Dan O’Brien headshotToday on The PEN Pod, we spoke with poet, playwright, Guggenheim Fellow in Drama, and PEN America Member Dan O’Brien about his two latest books—an essay collection titled A Story that Happens: On Playwriting, Childhood, & Other Traumas, and a poetry collection titled Our Cancers. We spoke with Dan about reinvention of the self after trauma, writing as a means of survival, and how theater has changed as a result of the pandemic. Listen below for our full conversation (our interview with Dan is up until the 16:32 mark).

On the Development of the Essay Collection

“I was invited to deliver a lecture, a craft lecture [at the Sewanee Writers Conference]. I was terrified at the prospect. I love teaching, but I’m not a big believer in rules or so-called principles of writing. So this invitation to read was a challenge, and I wanted to approach the craft of playwriting from a very personal perspective. So that meant for me, at the time, I had to also write about playwriting and writing in general from the perspective of a cancer survivor. . . .

“Part of the project, for me—a sort of secret I was keeping—was this challenge that if I was still alive the next summer, I would hopefully write another lecture, about another approach or another aspect of playwriting and again, probably in relation to my survival and recovery and reemergence from cancer. Knock on wood now, that’s been five summers. About a year ago, the book came together because a publisher in the U.K. was interested in publishing the first four essays together, and then Dalkey Archive Press in the U.S. was interested in bringing it out just a few days ago, in September. So it was a very natural process.

“But on a deeper level, the lectures were an opportunity for me to reexamine who I was. A big fundamental theme in the collection is the idea that trauma forces reinvention of identity. It shatters your life—it changes who you are, obviously. Some of that is passive, some aspects of trauma obviously happen to you, some results of trauma are much more creative and constructive, in terms of trying to discover who you’re going to be as an individual and in my case, as a writer, post-cancer. It’s an ongoing process.”

On Trauma and Creativity

“We’ve all been through and are going through a medical trauma, an existential trauma. Some people have experienced it in a much more direct way than others, but I remember when the pandemic began, seeing everyone in masks for the first time, feeling like the world was suddenly in cancer treatment. There was just this sense that what I’d been through, what my wife and I had been through five years previously was suddenly, in some sense, happening to everybody.

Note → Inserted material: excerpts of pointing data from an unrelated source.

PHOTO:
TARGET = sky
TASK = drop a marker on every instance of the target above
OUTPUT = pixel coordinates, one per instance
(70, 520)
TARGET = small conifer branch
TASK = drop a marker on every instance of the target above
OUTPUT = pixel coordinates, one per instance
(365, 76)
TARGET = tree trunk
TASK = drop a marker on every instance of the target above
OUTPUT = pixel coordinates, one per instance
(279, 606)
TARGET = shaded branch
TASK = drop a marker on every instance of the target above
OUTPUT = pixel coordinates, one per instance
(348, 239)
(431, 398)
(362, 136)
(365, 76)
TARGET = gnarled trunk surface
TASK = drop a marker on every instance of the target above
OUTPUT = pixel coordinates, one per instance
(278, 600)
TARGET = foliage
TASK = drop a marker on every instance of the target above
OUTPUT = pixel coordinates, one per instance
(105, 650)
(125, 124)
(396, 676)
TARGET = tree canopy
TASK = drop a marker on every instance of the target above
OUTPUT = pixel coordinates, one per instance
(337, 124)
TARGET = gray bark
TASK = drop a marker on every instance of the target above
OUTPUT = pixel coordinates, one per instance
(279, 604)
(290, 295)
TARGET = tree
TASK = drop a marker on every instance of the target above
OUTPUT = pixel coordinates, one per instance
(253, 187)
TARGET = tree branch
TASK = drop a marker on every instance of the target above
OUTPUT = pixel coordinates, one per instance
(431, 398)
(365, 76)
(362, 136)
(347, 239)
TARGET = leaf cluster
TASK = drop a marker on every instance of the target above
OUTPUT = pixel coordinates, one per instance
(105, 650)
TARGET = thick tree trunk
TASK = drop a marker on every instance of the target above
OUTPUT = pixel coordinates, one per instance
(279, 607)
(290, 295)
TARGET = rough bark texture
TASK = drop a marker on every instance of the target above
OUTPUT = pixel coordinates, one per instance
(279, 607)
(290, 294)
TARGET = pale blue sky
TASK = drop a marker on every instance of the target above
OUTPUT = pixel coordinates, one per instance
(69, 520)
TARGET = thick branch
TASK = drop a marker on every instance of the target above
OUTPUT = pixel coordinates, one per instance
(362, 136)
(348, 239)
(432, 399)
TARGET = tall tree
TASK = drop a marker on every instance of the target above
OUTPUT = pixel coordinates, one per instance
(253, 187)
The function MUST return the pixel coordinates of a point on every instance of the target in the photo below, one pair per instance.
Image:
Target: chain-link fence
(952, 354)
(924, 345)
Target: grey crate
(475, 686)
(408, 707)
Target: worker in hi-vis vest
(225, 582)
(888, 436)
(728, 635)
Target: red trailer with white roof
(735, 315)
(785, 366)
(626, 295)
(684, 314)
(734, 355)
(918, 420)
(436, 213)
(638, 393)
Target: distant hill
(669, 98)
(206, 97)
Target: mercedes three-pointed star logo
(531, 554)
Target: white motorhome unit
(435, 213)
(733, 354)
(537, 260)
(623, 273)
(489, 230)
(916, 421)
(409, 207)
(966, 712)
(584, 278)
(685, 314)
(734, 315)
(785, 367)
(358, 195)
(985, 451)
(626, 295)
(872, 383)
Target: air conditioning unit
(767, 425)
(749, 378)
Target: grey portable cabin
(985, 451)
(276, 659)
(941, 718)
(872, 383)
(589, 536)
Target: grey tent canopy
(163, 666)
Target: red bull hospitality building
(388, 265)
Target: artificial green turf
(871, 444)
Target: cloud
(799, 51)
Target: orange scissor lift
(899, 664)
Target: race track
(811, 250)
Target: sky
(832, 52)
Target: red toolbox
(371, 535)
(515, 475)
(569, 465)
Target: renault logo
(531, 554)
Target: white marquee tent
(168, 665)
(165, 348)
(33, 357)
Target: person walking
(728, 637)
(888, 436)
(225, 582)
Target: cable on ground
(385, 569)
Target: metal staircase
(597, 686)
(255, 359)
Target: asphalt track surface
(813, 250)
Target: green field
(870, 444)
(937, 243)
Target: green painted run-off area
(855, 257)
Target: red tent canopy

“So I can’t help but see a lot of resonance and parallels between our experience of cancer, or anyone’s experience with a medical trauma, and what we’ve all been going through with COVID. I hope people can relate to that idea of reinvention—it sounds toxically positive, to say, ‘Look at the positive aspects of the trauma,’ but for me, as a writer, as an artist, it’s about looking for meaning. Let’s try to shape meaning out of the chaos of cancer, or the chaos of a pandemic—trying to create, and trying to connect.”

On Writing as Survival

“I hope both of these books can maybe, in some way, comfort some people who are going through something similar. That can sound grandiose and I don’t mean it that way, but I think with cancer especially, it’s a taboo in so many ways, and we hear so often only, or mostly, the stories of people who don’t survive. It’s important to me—it has always been important to me—with everything I’ve written, whether writing about child abuse in my childhood; for years I worked with a war reporter named Paul Watson, and trying to adapt his work for the stage and into poetry, in terms of writing about the war zones that he’s been to—it’s so important to me to push through the taboo of what we shouldn’t speak about and can’t speak about, or feel we can’t speak about.”

On the Future of the Theater

“Like all theater people I know, I’ve been grappling with that question of just how are we coming back, we’re in the midst of coming back. . . how are we going to come back in a different way, because obviously like many communities in our culture, we’ve had a year and a half to reflect and reckon with aspects of our industry that many people are unhappy with. So again, I think this is an opportunity—the post-traumatic opportunity for reinvention. I’m fairly ambivalent at this point just how much change is going to happen, or how soon or how fast that change is going to happen. Clearly, people just want to get back to work and are getting back to work.

“Here in London, it really seems like the theater is up and running, and New York is getting there. But I’m curious to see—I think the people I talk to are very split, in terms of some people feeling like they want theater that is even more socially engaged, because of what we’ve been through in the last few years, and then other people who seem to think audiences are gonna want to go to entertainment, including the theater, for purely escapist experiences. I think the jury’s out in a lot of ways. Again, related personally to where I was five years ago, and feeling like five years ago, I felt an invitation to recommit to some of the core values I had as an artist, as a writer, and to think in terms of the long term. I think I would encourage my friends and colleagues to think of change in the theater as something that will most likely take more time than we’d like. But I don’t see how everything we’ve been through won’t alter, again, the identity of the theater as a culture.”